Он усмехнулся не без самодовольства.

–А вы думаете, что этот "мир призраков" можно отличить от реального? Я утверждаю – различить ощущения невозможно. Если не верите – проверьте.

Честно говоря, я не горел энтузиазмом предоставить свой мозг в распоряжение джинна из коробочки. Знаете, всё время в голове вертелась мысль, что в коробочке должен сидеть не джинн, а кто-то другой. Да и потом, мало ли что мог натворить с моим мозгом этот неизвестный прибор! В конце концов, это мог быть хоть гипнотический генератор. А мне не хотелось на неопределённый срок подчиниться этому парню.

Видимо, он заметил мои колебания. Я увидел это и решился.

–Хорошо. Я проверю на себе действие прибора. Но учтите: сейчас я звоню начальнику охраны, а если я не повторю звонка через... Сколько мне хватит, чтобы испытать прибор полностью?

–Чтобы испытать прибор полностью, не хватит всей жизни. Но для начала хватит и пятнадцати минут.

–...если я не повторю звонка через пятнадцать минут, охрана арестует вас через пару секунд. Согласны?

–Согласен.

Его согласие показалось мне слишком уж радостным для такой перспективы, но выбирать не приходилось. И я потянулся за телефонной трубкой.

Звонок занял не более минуты. Я предупредил охрану и, положив трубку, повернулся к своему странному посетителю.

–Ну и как пользоваться этим вашим "джинном"?

Всё оказалось очень просто. Нужно было надеть на голову что-то вроде колпака, типа парикмахерского, но гораздо меньше. Скорее он напоминал чудной головной убор с убегающими от него к коробочке пучками проводов. Затем щёлкаешь парой выключателей, устанавливаешь таймер (очень важно – он определяет время, когда человек вернется к реальности!), нажимаешь красную кнопку и... проваливаешься. Куда? Как вам описать это состояние... Сном это не было точно! За все свои сорок два года я не видел ни одного сна, который был бы так реален. Я допускаю – сами, наверное, знаете – что во сне можно почувствовать тепло, холод, прикосновение. Они по–разному интерпретируются мозгом и влияют на то, что человек видит во сне. Это известный факт. Но чтобы во сне чувствовать всё, что ощущаешь наяву (даже запахи!) – такого со мной никогда не было. Никогда... за исключением этого состояния. Сном его точно не назовёшь.

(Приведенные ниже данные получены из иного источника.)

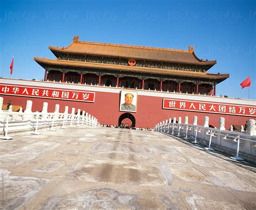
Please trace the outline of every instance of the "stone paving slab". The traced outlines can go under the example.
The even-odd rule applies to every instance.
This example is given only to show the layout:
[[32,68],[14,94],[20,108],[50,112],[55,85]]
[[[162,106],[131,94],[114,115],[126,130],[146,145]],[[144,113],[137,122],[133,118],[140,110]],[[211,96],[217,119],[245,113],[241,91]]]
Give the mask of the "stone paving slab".
[[0,209],[256,209],[255,166],[163,134],[69,128],[0,141]]

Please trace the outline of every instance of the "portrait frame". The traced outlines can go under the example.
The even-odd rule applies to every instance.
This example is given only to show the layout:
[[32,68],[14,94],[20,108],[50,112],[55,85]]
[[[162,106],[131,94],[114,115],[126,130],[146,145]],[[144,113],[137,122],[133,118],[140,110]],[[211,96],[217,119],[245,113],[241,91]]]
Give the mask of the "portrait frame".
[[[125,95],[128,93],[130,93],[133,95],[133,98],[131,104],[135,106],[135,110],[125,109],[125,108],[124,108],[124,106],[122,106],[122,104],[125,103]],[[138,91],[121,90],[120,96],[120,102],[119,102],[119,111],[125,111],[125,112],[136,113],[137,101],[138,101]]]

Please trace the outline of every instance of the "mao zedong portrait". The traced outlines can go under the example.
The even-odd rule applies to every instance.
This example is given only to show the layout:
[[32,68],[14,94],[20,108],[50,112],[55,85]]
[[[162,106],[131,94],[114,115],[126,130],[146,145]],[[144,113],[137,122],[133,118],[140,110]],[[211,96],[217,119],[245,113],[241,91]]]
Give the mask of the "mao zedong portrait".
[[124,97],[125,102],[121,104],[121,110],[136,111],[136,106],[132,104],[133,95],[131,93],[126,93]]

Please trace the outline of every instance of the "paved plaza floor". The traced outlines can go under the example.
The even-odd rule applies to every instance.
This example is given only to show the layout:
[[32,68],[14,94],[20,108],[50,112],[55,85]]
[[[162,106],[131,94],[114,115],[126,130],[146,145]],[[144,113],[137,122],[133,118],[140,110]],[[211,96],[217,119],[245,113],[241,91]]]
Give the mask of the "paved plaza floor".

Так как я всех присутствующих давно знаю, я могу, думаю, рассказать о желании, которое тогда высказал. Впрочем, смешного в нём больше, чем неприличного. Мне вдруг до жути захотелось сравнить свою власть, данную деньгами, с властью каких-нибудь древних правителей, данной их происхождением. Я решил взять наиболее могущественного из них и вообразил вначале персидского царя Дария, но изобретатель сказал, что нужно концентрироваться на том, что хорошо себе представляешь. Я плюнул на Дария и взял египетских фараонов. Их двор я представлял хотя бы немного лучше.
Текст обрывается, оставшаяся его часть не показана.